Partira, partira pas. Finalement, le film « Timbuktu » du réalisateur franco-mauritanien Abderrahmane Sissako est parti à la 24e édition du Festival panafricain du cinéma et de la télévision de Ouagadougou. Il a été projeté hier 5 mars dans une salle de ciné Burkina qui a refusé du monde. Quelles sont les dispositifs sécuritaires qui ont été mises en place pour permettre aux cinéphiles de suivre en toute quiétude le film ? Quelle a été l’ambiance qui a régné au dehors et à l’intérieur de la salle ? Comment le film a été accueilli par les cinéphiles ? Embarquons pour Timbuktu ou du moins pour le ciné Burkina.

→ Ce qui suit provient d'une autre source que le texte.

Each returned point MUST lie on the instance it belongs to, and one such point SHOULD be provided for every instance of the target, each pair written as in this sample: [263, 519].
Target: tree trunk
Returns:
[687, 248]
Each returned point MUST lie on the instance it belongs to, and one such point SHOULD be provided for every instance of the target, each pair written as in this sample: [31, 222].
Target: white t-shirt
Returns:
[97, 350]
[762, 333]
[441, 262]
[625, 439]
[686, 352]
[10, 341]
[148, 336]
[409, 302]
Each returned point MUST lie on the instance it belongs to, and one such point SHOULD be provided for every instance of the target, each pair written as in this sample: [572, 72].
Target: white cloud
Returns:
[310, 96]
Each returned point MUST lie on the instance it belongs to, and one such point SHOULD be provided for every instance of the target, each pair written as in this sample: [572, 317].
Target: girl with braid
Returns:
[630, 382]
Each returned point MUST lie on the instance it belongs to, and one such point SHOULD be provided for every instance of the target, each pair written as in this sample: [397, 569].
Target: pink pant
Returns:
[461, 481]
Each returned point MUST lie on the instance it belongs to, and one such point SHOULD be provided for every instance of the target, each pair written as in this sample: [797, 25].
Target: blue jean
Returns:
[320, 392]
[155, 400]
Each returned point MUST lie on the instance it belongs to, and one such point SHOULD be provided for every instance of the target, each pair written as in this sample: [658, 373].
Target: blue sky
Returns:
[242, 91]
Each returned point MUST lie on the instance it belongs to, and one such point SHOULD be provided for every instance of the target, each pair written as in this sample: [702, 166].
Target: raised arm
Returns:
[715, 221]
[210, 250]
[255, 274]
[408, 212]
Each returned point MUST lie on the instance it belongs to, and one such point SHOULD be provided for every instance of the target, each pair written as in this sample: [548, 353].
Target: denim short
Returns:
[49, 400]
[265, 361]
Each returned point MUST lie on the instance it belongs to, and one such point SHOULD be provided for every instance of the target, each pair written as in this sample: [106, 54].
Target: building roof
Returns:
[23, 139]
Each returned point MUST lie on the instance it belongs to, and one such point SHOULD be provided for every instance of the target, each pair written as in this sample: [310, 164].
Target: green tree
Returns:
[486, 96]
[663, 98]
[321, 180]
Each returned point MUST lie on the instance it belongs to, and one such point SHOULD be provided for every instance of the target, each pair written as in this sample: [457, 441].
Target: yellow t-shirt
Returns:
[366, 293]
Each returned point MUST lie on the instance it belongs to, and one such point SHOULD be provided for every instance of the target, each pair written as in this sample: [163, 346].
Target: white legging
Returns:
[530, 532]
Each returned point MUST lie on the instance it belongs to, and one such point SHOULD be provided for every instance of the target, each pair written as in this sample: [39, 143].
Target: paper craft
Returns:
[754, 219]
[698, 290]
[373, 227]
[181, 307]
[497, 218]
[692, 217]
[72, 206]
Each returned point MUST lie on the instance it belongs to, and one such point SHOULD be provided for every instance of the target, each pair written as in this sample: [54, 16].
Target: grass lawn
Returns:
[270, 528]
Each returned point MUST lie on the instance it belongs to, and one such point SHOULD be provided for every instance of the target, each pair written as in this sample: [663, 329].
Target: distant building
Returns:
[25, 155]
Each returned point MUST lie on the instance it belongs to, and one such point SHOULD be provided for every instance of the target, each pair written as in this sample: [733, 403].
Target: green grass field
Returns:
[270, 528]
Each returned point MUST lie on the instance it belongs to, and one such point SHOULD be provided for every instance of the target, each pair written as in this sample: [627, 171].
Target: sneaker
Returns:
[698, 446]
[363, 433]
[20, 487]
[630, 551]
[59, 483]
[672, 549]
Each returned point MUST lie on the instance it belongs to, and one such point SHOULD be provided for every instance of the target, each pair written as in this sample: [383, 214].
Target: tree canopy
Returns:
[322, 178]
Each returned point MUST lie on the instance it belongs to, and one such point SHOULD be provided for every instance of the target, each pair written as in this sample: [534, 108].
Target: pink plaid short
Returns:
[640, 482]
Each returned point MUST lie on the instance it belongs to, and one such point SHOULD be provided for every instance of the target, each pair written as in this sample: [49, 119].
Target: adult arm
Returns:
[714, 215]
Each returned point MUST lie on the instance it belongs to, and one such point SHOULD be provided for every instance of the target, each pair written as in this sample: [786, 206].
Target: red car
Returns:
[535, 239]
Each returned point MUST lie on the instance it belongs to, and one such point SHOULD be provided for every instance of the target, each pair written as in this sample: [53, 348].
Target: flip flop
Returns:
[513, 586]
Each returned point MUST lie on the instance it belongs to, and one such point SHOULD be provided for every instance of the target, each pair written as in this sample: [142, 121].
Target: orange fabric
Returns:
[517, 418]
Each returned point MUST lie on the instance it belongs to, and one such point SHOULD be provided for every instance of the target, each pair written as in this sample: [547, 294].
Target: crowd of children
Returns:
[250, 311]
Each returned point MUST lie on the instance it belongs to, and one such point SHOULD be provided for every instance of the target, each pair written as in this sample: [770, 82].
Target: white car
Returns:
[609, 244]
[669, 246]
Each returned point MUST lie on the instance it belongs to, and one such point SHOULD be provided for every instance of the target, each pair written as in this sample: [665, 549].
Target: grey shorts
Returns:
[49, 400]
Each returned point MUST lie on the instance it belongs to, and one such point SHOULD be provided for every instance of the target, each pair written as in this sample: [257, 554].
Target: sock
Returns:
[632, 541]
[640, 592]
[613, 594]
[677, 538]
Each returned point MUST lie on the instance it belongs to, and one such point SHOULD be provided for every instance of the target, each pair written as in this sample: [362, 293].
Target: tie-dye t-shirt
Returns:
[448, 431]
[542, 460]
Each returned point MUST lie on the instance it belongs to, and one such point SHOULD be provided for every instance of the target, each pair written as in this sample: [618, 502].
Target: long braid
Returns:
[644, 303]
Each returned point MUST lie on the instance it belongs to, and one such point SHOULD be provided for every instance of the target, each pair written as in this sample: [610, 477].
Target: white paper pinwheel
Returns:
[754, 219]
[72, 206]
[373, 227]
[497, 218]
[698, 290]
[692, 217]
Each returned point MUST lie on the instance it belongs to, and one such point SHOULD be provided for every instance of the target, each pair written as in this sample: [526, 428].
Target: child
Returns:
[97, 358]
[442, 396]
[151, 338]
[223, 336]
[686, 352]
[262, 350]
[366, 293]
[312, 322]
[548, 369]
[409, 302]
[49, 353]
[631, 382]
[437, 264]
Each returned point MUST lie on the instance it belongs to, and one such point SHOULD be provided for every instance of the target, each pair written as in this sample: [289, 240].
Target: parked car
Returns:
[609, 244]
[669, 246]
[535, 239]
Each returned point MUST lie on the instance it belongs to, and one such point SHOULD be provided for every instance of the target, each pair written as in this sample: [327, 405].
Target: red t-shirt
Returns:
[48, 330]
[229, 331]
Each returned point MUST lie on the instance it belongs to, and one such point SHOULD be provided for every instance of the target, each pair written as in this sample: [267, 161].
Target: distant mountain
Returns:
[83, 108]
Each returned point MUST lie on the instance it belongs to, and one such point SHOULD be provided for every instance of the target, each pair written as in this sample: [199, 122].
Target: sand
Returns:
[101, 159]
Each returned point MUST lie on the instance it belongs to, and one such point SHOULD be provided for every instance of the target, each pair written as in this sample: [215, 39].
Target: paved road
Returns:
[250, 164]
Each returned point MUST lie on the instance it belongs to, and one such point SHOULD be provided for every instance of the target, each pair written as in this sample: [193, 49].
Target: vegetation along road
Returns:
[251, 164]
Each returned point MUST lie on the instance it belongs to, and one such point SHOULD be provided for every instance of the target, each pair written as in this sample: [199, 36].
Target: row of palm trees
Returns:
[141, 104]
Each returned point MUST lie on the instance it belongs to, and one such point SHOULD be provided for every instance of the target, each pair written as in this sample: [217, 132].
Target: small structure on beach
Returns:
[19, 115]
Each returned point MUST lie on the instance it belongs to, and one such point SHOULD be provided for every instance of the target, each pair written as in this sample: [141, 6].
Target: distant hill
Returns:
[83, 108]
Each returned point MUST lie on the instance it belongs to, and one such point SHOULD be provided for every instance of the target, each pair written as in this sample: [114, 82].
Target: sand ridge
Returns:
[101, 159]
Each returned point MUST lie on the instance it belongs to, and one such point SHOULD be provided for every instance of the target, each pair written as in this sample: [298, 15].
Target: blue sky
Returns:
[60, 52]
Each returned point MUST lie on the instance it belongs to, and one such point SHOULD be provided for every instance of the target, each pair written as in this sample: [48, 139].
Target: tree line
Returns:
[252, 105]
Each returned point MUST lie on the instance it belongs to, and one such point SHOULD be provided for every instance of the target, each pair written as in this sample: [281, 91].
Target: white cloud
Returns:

« Avec les risques d’attentats qui ont été révélés sur la projection de ce film, je voudrais bien aller suivre le film mais je préfère rester chez moi » nous disait un de nos confrères. Tout comme lui, ils étaient nombreux ces cinéphiles qui avaient peur de ce qui adviendra le jour de la projection du film Timbuktu. Si certains ont préféré rester à la maison pour éviter un éventuel attentat, d’autres n’ont pour rien au monde, voulu rater de suivre en exclusivité ce film qui a fait tant de bruits. 18h30 ; c’est l’heure à laquelle le film devait être projeté au ciné Burkina après le film « Cellule 512 » du réalisateur burkinabè Missa Hébié. Sachant que la salle de ciné refusera du monde, presque tous les festivaliers ont pris d’assaut le ciné Burkina aux environs de 15h avec pour stratégie de suivre le film de Missa Hébié et resté sur leur place pour suivre « Timbuktu ».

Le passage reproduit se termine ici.